Ilchev Buttress (Илчев рид, ‘Ilchev Rid’ \'il-chev 'rid\) is the rocky, partly ice-covered buttress extending 5 km in north-south direction, 2.2 km wide and 1374 m high, forming the northeast extremity of Chiren Heights on Velingrad Peninsula, Graham Coast in Graham Land, Antarctica. It has steep and partly ice-free west, north and east slopes, and surmounts Sohm Glacier to the west, Bilgeri Glacier to the northwest, Byaga Point and Barilari Bay to the northeast, and Weir Glacier to the southeast.

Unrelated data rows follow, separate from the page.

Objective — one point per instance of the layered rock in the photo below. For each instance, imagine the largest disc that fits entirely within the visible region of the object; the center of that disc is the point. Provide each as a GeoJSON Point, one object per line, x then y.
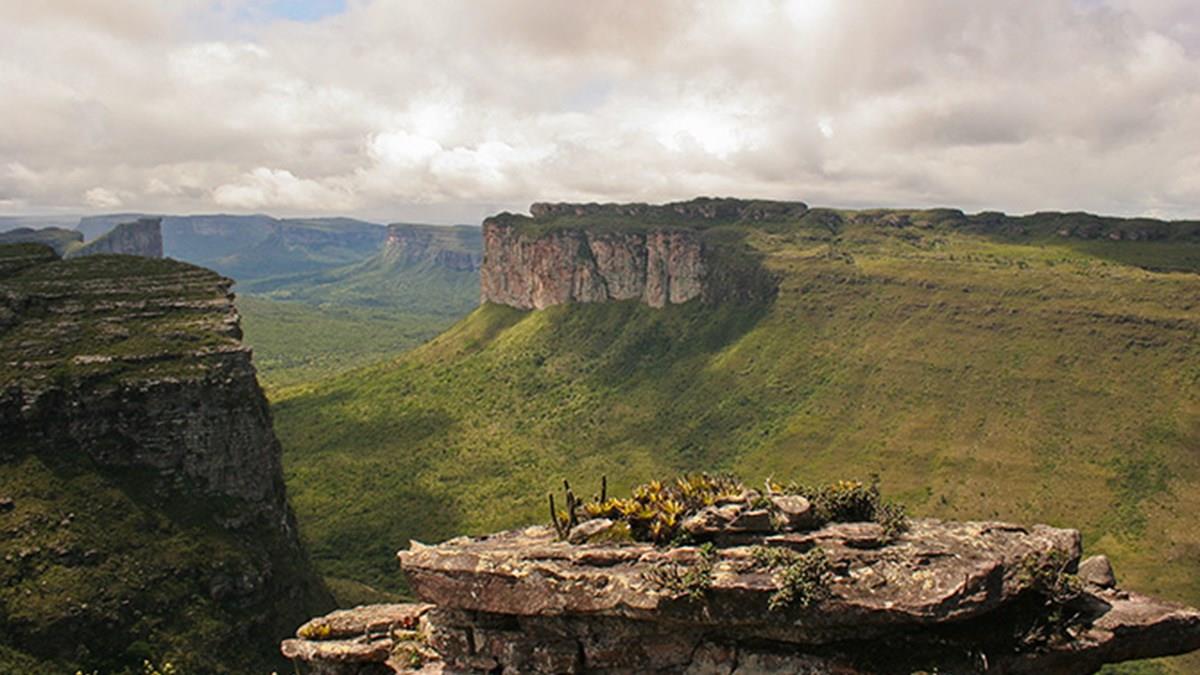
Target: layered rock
{"type": "Point", "coordinates": [129, 375]}
{"type": "Point", "coordinates": [456, 249]}
{"type": "Point", "coordinates": [658, 255]}
{"type": "Point", "coordinates": [947, 597]}
{"type": "Point", "coordinates": [142, 237]}
{"type": "Point", "coordinates": [58, 238]}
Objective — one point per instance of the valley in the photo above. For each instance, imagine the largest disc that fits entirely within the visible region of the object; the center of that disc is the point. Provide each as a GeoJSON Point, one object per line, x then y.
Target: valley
{"type": "Point", "coordinates": [984, 368]}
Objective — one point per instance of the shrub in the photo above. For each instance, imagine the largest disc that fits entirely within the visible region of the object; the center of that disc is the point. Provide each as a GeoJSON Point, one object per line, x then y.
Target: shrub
{"type": "Point", "coordinates": [851, 501]}
{"type": "Point", "coordinates": [691, 580]}
{"type": "Point", "coordinates": [801, 579]}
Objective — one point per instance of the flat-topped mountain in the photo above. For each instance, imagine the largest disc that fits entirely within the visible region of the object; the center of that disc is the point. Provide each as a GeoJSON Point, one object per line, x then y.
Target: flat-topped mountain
{"type": "Point", "coordinates": [58, 238]}
{"type": "Point", "coordinates": [141, 489]}
{"type": "Point", "coordinates": [675, 252]}
{"type": "Point", "coordinates": [142, 237]}
{"type": "Point", "coordinates": [425, 269]}
{"type": "Point", "coordinates": [701, 574]}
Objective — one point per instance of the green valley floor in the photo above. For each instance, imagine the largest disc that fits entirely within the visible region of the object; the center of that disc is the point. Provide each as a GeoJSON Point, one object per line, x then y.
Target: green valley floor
{"type": "Point", "coordinates": [1024, 377]}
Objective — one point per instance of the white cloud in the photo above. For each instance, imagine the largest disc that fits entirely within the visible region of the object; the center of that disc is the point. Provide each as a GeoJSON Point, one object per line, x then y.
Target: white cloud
{"type": "Point", "coordinates": [102, 198]}
{"type": "Point", "coordinates": [453, 108]}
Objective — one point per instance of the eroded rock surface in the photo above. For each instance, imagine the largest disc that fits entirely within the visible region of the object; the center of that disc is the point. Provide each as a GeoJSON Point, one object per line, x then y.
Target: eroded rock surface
{"type": "Point", "coordinates": [951, 597]}
{"type": "Point", "coordinates": [657, 255]}
{"type": "Point", "coordinates": [142, 237]}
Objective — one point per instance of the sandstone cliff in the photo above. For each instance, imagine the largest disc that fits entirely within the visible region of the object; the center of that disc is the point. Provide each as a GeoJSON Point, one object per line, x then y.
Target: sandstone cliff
{"type": "Point", "coordinates": [456, 249]}
{"type": "Point", "coordinates": [58, 238]}
{"type": "Point", "coordinates": [658, 255]}
{"type": "Point", "coordinates": [763, 584]}
{"type": "Point", "coordinates": [142, 237]}
{"type": "Point", "coordinates": [144, 476]}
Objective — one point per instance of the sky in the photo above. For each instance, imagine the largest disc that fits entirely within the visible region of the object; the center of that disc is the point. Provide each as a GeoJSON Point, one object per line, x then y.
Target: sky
{"type": "Point", "coordinates": [449, 111]}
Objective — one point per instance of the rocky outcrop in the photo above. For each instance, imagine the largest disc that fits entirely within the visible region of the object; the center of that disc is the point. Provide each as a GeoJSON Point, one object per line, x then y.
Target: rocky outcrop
{"type": "Point", "coordinates": [186, 405]}
{"type": "Point", "coordinates": [658, 255]}
{"type": "Point", "coordinates": [658, 268]}
{"type": "Point", "coordinates": [142, 237]}
{"type": "Point", "coordinates": [457, 249]}
{"type": "Point", "coordinates": [937, 596]}
{"type": "Point", "coordinates": [129, 374]}
{"type": "Point", "coordinates": [58, 238]}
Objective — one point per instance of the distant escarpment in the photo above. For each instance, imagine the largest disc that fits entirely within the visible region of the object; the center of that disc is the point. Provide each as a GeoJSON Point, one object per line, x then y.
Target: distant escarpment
{"type": "Point", "coordinates": [659, 255]}
{"type": "Point", "coordinates": [703, 575]}
{"type": "Point", "coordinates": [456, 249]}
{"type": "Point", "coordinates": [142, 237]}
{"type": "Point", "coordinates": [147, 511]}
{"type": "Point", "coordinates": [58, 238]}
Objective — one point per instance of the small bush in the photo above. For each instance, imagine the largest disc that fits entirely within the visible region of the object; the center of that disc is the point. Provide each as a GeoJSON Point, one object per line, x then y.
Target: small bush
{"type": "Point", "coordinates": [691, 580]}
{"type": "Point", "coordinates": [1048, 577]}
{"type": "Point", "coordinates": [801, 579]}
{"type": "Point", "coordinates": [655, 509]}
{"type": "Point", "coordinates": [851, 501]}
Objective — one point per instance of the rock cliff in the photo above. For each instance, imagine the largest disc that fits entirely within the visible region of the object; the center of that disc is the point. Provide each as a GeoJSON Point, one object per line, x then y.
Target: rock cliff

The buttress is named after Ivan Ilchev, rector of Sofia University (2007–2015), for his support for the Bulgarian Antarctic programme.

==Location==
Ilchev Buttress is located at , which is 7.8 km east of Mount Zdarsky, 8.5 km southeast of Mount Paulcke, 4.1 km west of Prestoy Point and 10.2 km northwest of Mount Genecand. British mapping in 1976.

==Maps==
- Antarctic Digital Database (ADD). Scale 1:250000 topographic map of Antarctica. Scientific Committee on Antarctic Research (SCAR). Since 1993, regularly upgraded and updated.
- British Antarctic Territory. Scale 1:200000 topographic map. DOS 610 Series, Sheet W 66 64. Directorate of Overseas Surveys, Tolworth, UK, 1976.